Estimation of damage parameters for ductile fracture of Zn-Ni coated ultra-high strength 300M steel using a finite element model

Zinc-Nickel alloy coatings are being researched as a possible replacement for cadmium-based coatings because of the health and environmental concerns associated with cadmium coatings. The Zn-Ni coating process is accompanied by the production of hydrogen. The hydrogen produced is primarily stored at the metal-coating interface and during the application of the part, this hydrogen may diffuse inwards into the metal and cause hydrogen embrittlement. Hydrogen embrittlement in ultra-high strength steels (UHSS) is detrimental to their application, as it leads to degeneration of properties and delayed cracking. Although outgassing steps are employed to remove the hydrogen from the steel, residual hydrogen might still be present in the steel and over the lifetime of the part, ingress of hydrogen in the part can be expected, which can lead to hydrogen embrittlement as well.
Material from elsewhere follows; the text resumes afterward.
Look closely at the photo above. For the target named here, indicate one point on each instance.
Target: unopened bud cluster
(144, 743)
In this work, a numerical model is proposed to investigate the development of stresses and hydrogen concentration in a Zn-Ni coated UHSS part. The proposed model, which includes the transport of hydrogen in the coating and metal substrate, couples the hydrogen distribution with a continuum damage mechanics model. The geometry of the simulation domains for the coating were directly developed from micrographs of the coating, and this facilitated the study of the effects of the morphology of the coating on the behavior of the metal-coating structure. The metal-coating interface aspects are explored as well. Different coating conditions lead to contrasting morphologies, and the amount of hydrogen generated is varied as well. The model will compensate by implementing distinct initial conditions. The simulation results are compared against experimental results from tensile test and charpy impact test, and the parameters of the damage model are calibrated.